Betty told me, when Dean
was out of earshot, that he and Guy insist on serving breakfast to her in bed
every Sunday. "I brought it on
myself", she sighed. "The
boys get their own breakfasts every day and clear the table. But when Dean was sick once and wanted
breakfast in bed, I was rash enough to say, "I hope you'll show me a
little consideration when I don't feel so well." I've been eating my words for a year now – along with cold
coffee, burned toast, and clammy eggs.
When they show me a little consideration, I don't feel so well. But I haven't the heart to tell them."
On other days of the
week, Mother's little helper becomes Mother's little helpless. Dean has never been able to figure out what
coat hangers are for, would rather wear odd socks than hunt for matching ones,
and laundered clothes completely baffle him.
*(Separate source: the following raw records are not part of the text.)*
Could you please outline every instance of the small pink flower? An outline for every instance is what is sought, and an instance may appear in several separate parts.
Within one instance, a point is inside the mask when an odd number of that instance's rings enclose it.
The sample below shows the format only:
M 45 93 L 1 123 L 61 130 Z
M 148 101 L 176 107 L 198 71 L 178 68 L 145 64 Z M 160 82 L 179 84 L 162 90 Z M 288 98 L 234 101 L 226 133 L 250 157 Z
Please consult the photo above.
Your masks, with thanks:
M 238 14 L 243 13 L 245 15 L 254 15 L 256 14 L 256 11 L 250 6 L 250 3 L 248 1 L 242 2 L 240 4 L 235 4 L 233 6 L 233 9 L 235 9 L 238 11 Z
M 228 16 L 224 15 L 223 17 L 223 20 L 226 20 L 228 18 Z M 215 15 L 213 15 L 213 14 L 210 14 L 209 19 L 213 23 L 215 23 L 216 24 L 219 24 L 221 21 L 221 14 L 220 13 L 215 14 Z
He'll insist, "These aren't my jeans – mine are dirty!"
Dean gives $3 of his $5
allowance right back to his mother to put away for him, spends maybe a quarter
on comic books and cokes, and for a time put the rest in a big crockery pig to
which the whole family contributed small change toward a nebulous "vacation
fund".
Vacation plans went awry
when Betty had an emergency appendectomy, so Dean broke open the pig and split
the loot as equitably as he could without the brother of counting it. He gave Guy the quarters, took the half-dollars
and nickels himself to spend for firecrackers – and dutifully saved the pennies
for Mother. Arithmetic, as you might
surmise, is one of his weaker subjects, but he skipped half a grade and started
high school this year.
Dean had been led to
believe his motion-picture salary was $50 a week. When he read in the paper that his contract had been approved for
$750, scaling up to $1,500, he asked in amazement if he made that much. Betty kept her fingers crossed and told him
that figures quoted in motion-picture publicity are unreliable – they're
usually exaggerated to look good in print.
Young Stockwell's career
has been helped immeasurably by having a mother who never gets in a director's
hair. The average screen mother is
overzealous in guarding her wonder child's interests, and the average juvenile
actor is too dependent on mother's reactions to his performance. Dean, on the other hand, is entirely
self-sufficient. His mother stays in
his dressing-room or goes shopping. She
stated her viewpoint tersely: "My
function is to get Dean to the studio on time and take him home. If the director can't get what he wants from
him and Dean can't give it without my butting in, then we'd better get out of
the business." She seldom watches
him do a scene.
Director Fred Wilcox
said that Dean is always letter-perfect in his lines, so that rigorous
rehearsing isn't necessary for him, and might, in fact, dull the sincerity of
his performance.
"I left the crucial
scene of The Secret Garden till the last day of shooting," Wilcox
told me, "and intended to take all day to do it. It was a close-up of the boy as the stress of deep emotion
destroys a crippling mental block and enables him to walk for the first time. Dean said he'd try to give me what I wanted
on the first take if I'd shoot it without a rehearsal. If I hadn't known from experience it was
worth trying, I might have said, "You tend to the acting, Bud, and I'll do
the directing," instead, I yelled, "Roll'em, and the first take was
not merely perfect – it was absolutely inspired.
"Does it matter if
it inspired by Trojan-Notre Dame football game, which Dean would have missed if
we'd horsed around with rehearsals? We
wrapped up the picture before noon and I took him to the game myself."
Dean made small bets
with Wilcox on the outcome of the season's remaining games. Mamma didn't wholeheartedly approve. "Can't you think of anything better to
do with your allowance than pay gambling debts?" she admonished.
"But, honey, you
don't understand! I won't have to pay him anything," he reassured
her. "I'm going to win!"
Such a fatalistic
attitude may explain why Dean finds his career somewhat tedious. There's no gratification in the knowledge
that you can't lose – even if you want to.